Had therapy again yesterday. She gave me this workbook to do to assess my depression, and apparently, it's severe. Although I can't imagine taking those stupid tests and ending up with anything less than severe. Maybe I'm just crazy to think that everyone's at least a little depressed. The world is pretty sucky, especially lately, and if you're walking around with some perma-smile just loving life, then maybe YOU'RE the weird one.
Or maybe I'm just a downer...who's to say?
Anyway, I finally realized that if there's some drug out there that can make me not be sad, I want to take it. I dunno why I fought it for so long. So I was all geared up to start some new happy-pill-regimin today, but she didn't even prescribe me anything! She said I need to see a psychiatrist first? Stupid me, I thought that's what SHE was.
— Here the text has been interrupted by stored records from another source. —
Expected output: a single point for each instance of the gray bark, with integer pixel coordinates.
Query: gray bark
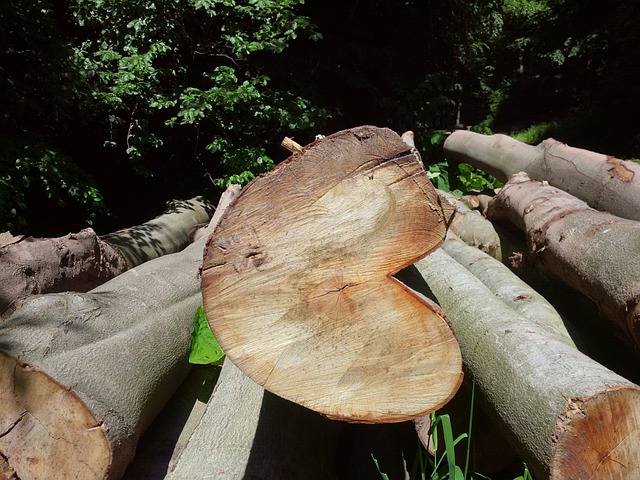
(604, 182)
(84, 374)
(246, 432)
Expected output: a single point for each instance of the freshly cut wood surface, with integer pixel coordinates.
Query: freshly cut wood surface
(604, 182)
(297, 281)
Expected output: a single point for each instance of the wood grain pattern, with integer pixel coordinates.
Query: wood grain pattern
(297, 281)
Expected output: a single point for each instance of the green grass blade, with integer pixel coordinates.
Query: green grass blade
(449, 445)
(466, 461)
(383, 475)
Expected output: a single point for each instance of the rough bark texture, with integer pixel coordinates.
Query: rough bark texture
(76, 262)
(591, 251)
(604, 182)
(82, 261)
(164, 441)
(83, 374)
(474, 228)
(298, 289)
(167, 233)
(246, 432)
(567, 416)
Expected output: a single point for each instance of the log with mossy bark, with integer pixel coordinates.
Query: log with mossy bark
(593, 252)
(82, 261)
(604, 182)
(566, 415)
(297, 281)
(83, 374)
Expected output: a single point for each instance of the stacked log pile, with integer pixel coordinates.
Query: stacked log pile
(567, 415)
(300, 281)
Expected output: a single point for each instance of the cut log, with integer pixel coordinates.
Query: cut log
(566, 415)
(82, 261)
(168, 233)
(604, 182)
(246, 432)
(76, 262)
(83, 374)
(580, 315)
(593, 252)
(163, 442)
(297, 281)
(473, 227)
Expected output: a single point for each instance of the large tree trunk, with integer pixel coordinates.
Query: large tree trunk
(297, 281)
(604, 182)
(82, 261)
(83, 374)
(167, 233)
(591, 251)
(567, 416)
(246, 432)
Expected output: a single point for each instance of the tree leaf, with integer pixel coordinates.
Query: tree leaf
(204, 346)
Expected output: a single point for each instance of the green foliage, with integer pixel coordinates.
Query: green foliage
(456, 178)
(443, 464)
(88, 84)
(204, 346)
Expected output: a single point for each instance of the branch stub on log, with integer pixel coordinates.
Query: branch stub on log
(297, 281)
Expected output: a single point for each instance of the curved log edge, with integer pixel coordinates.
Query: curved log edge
(297, 281)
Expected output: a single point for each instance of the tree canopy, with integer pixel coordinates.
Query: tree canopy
(107, 106)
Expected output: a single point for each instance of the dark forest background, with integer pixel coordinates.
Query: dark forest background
(110, 108)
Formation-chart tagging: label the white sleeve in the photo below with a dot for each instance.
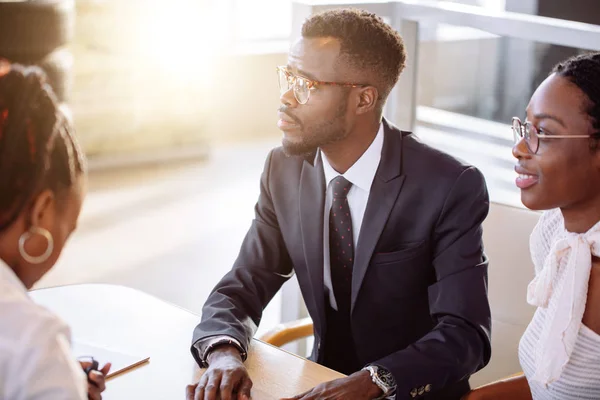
(44, 368)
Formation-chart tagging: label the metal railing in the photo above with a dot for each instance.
(406, 15)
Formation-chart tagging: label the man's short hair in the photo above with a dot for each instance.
(367, 43)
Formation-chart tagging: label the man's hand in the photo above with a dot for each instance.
(98, 380)
(226, 377)
(358, 386)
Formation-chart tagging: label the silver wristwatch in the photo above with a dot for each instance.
(383, 379)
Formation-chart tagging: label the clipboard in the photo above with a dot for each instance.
(121, 362)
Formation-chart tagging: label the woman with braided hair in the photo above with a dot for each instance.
(558, 166)
(42, 186)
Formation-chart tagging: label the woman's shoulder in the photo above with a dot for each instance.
(23, 322)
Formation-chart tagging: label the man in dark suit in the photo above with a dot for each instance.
(383, 232)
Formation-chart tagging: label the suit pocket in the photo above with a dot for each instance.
(406, 251)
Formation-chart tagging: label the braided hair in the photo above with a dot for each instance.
(38, 149)
(584, 71)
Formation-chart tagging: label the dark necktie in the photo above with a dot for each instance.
(341, 245)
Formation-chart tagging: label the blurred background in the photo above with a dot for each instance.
(175, 104)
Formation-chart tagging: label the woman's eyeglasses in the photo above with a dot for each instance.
(532, 135)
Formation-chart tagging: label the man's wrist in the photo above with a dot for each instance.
(206, 348)
(383, 379)
(375, 391)
(223, 350)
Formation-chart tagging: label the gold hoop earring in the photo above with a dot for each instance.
(27, 235)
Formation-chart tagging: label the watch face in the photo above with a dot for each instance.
(386, 377)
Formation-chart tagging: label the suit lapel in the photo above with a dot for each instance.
(384, 192)
(312, 205)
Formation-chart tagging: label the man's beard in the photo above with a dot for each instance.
(320, 135)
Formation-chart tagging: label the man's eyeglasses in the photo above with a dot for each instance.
(532, 135)
(303, 86)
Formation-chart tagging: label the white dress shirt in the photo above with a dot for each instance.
(361, 175)
(35, 357)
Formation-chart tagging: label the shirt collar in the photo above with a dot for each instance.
(362, 172)
(8, 275)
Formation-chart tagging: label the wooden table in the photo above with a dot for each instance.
(133, 322)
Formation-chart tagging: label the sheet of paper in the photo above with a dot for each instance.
(121, 362)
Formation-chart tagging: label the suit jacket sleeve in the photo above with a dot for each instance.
(459, 345)
(234, 307)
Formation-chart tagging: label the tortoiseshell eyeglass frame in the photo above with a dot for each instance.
(310, 84)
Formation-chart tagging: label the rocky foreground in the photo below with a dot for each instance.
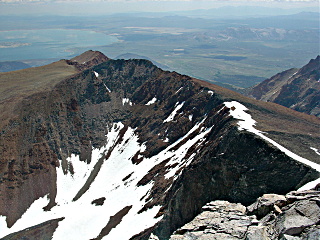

So now I gotta wait until next Wednesday to go see some dude to see if I should take pills, even though she already told me I should. Makes no sense to me, but then again, I'm clearly crazy, people.
I already feel a little better, though I don't think it's because of therapy. As soon as I see that lady's face, I start crying. Turns out I have a lot of daddy issues...no surprise there. But at least my days seem a little brighter lately. Still eating like a cow though. That part sucks. My jeans are so damn tight...the doctor asks if I ever think about suicide and I wonder if she means about how I stop breathing when I zip up my jeans? If that counts, then yes, all the time.